SafeRoute: Adaptive Model Selection for Efficient and Accurate Safety Guardrails in Large Language Models
Seanie Lee, Dong Bok Lee, Dominik Wagner, Minki Kang, Haebin Seong, Tobias Bocklet, Juho Lee, Sung Ju Hwang
TL;DR
SafeRoute introduces an adaptive binary router that selectively routes prompt–response pairs to a larger safety guard model only when hard examples warrant it, while handling easy cases with a smaller guard. The approach is trained using augmented datasets that label instances where the large model adds value, and it uses a last-token feature from the small guard plus a Bayesian neural network router to decide when to deploy the large guard. Theoretical risk guarantees relate the adaptive system to an oracle with a tunable bound, and empirical results across six benchmarks show significant improvements in the safety-F1 vs. latency trade-off compared to baselines, with robust performance on both in-distribution and out-of-distribution data.

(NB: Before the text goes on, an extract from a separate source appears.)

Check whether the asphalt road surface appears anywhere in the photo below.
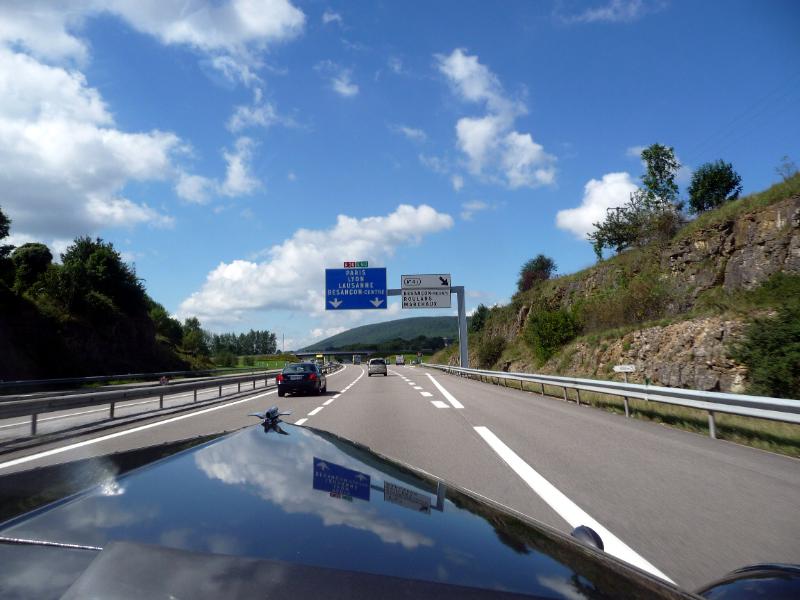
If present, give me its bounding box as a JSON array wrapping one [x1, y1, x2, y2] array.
[[0, 365, 800, 589]]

The work demonstrates that adaptive model selection can meaningfully reduce compute costs without sacrificing safety performance in real-world LLM deployments.
Abstract
Deploying large language models (LLMs) in real-world applications requires robust safety guard models to detect and block harmful user prompts. While large safety guard models achieve strong performance, their computational cost is substantial. To mitigate this, smaller distilled models are used, but they often underperform on "hard" examples where the larger model provides accurate predictions. We observe that many inputs can be reliably handled by the smaller model, while only a small fraction require the larger model's capacity. Motivated by this, we propose SafeRoute, a binary router that distinguishes hard examples from easy ones. Our method selectively applies the larger safety guard model to the data that the router considers hard, improving efficiency while maintaining accuracy compared to solely using the larger safety guard model. Experimental results on multiple benchmark datasets demonstrate that our adaptive model selection significantly enhances the trade-off between computational cost and safety performance, outperforming relevant baselines.